I’ll never forget the stress and sweat I went through bathing my son for the first time. I was sweating like a bomb disposal expert with the hiccups; terrified that this fragile slippery creature was going to shoot out of my clumsy hands and go sliding off along the bathroom floor.
After 30 days, I was flinging my baby around with all the confidence of a flair barman making cocktails for supermodels. I could change a nappy one handed while putting on The Wiggles CD with the other. I could feed, burp and change my son faster than a Formula One pit crew changes the fuzzy dice. I was an expert dad and all it took was thirty days. Mind you, those were 30 of the toughest days of my life.
Sleep deprivation is banned as a method of torture by the Geneva convention, but no one told your own wee dictator that and the UN aren’t sending any inspectors to your house any time soon. So, you’re going to be scared, tired, weary, exhausted, sleepy, wrecked, dozy and a whole thesaurus full of tiredness. But that too shall pass, as the old bible stories tell us, and you know it will. It has to. Doesn’t it?

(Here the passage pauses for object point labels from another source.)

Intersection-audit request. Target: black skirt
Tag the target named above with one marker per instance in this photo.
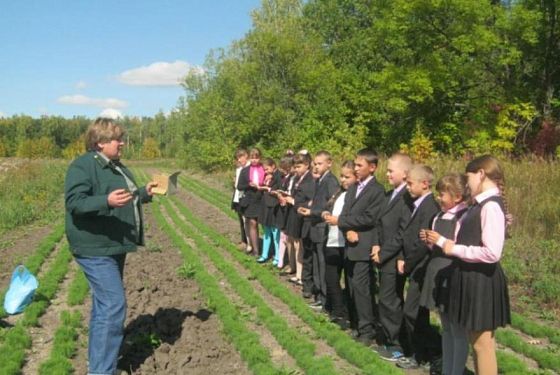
(294, 222)
(280, 218)
(479, 299)
(267, 216)
(253, 208)
(435, 290)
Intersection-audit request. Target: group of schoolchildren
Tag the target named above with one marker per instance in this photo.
(444, 250)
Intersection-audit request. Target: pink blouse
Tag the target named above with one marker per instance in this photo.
(256, 174)
(493, 227)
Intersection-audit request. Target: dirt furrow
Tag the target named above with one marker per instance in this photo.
(277, 352)
(201, 208)
(43, 335)
(169, 329)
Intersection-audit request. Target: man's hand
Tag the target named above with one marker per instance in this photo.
(304, 211)
(352, 236)
(149, 186)
(400, 266)
(119, 198)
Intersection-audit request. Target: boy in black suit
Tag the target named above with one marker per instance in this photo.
(395, 214)
(357, 221)
(424, 341)
(314, 231)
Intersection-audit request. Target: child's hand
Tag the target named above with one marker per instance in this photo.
(400, 266)
(509, 220)
(375, 254)
(431, 236)
(304, 211)
(448, 247)
(422, 235)
(330, 219)
(352, 236)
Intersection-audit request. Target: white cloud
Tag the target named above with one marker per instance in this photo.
(111, 113)
(92, 102)
(159, 74)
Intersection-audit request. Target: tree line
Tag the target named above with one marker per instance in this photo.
(427, 76)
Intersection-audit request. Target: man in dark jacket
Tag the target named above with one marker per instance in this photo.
(103, 223)
(358, 221)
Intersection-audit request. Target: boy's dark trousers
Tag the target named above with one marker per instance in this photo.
(242, 226)
(307, 270)
(423, 339)
(334, 260)
(361, 279)
(391, 300)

There is one thing to remember more than anything else however. She (your missus, not the baby) is way more tired than you. That’s just a fact. She has all the same new responsibilities as you while also recovering from growing a person for 40 weeks and however many hours spent trying to get it out. She’s sore, scarred and maybe stitched so it’s time for you to man up, call on all your action movie learned skills to get your newly grown family through that first tougher than tough month.

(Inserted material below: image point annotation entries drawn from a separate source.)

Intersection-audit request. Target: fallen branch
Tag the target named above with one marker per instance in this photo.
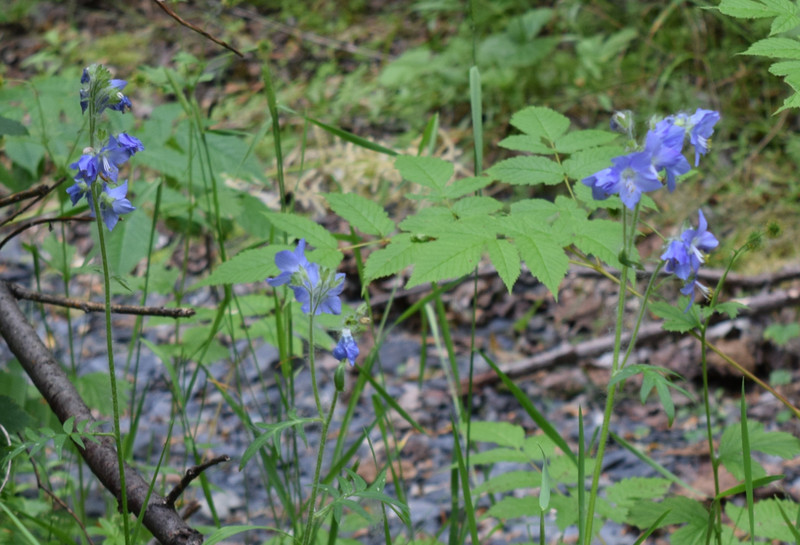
(567, 353)
(50, 379)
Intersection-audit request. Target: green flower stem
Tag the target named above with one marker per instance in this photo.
(317, 470)
(111, 370)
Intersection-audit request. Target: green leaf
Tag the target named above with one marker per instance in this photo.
(365, 215)
(451, 256)
(776, 48)
(430, 172)
(10, 127)
(582, 140)
(506, 261)
(504, 434)
(541, 122)
(747, 9)
(674, 318)
(465, 186)
(545, 259)
(526, 170)
(398, 255)
(301, 227)
(245, 267)
(476, 206)
(505, 482)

Get through the first 30 days and it’s downhill all the way. But for all your fear about tiredness, dropping the baby or loss of freedom and sleep; those aren’t your greatest fears are they? You only admit that one to yourself when you’re all alone. So to answer your greatest fear; Don’t worry, if you love your child more than yourself, and believe me you will, then you’re going to be a great dad. It’s just going to take 30 days for you to realise that.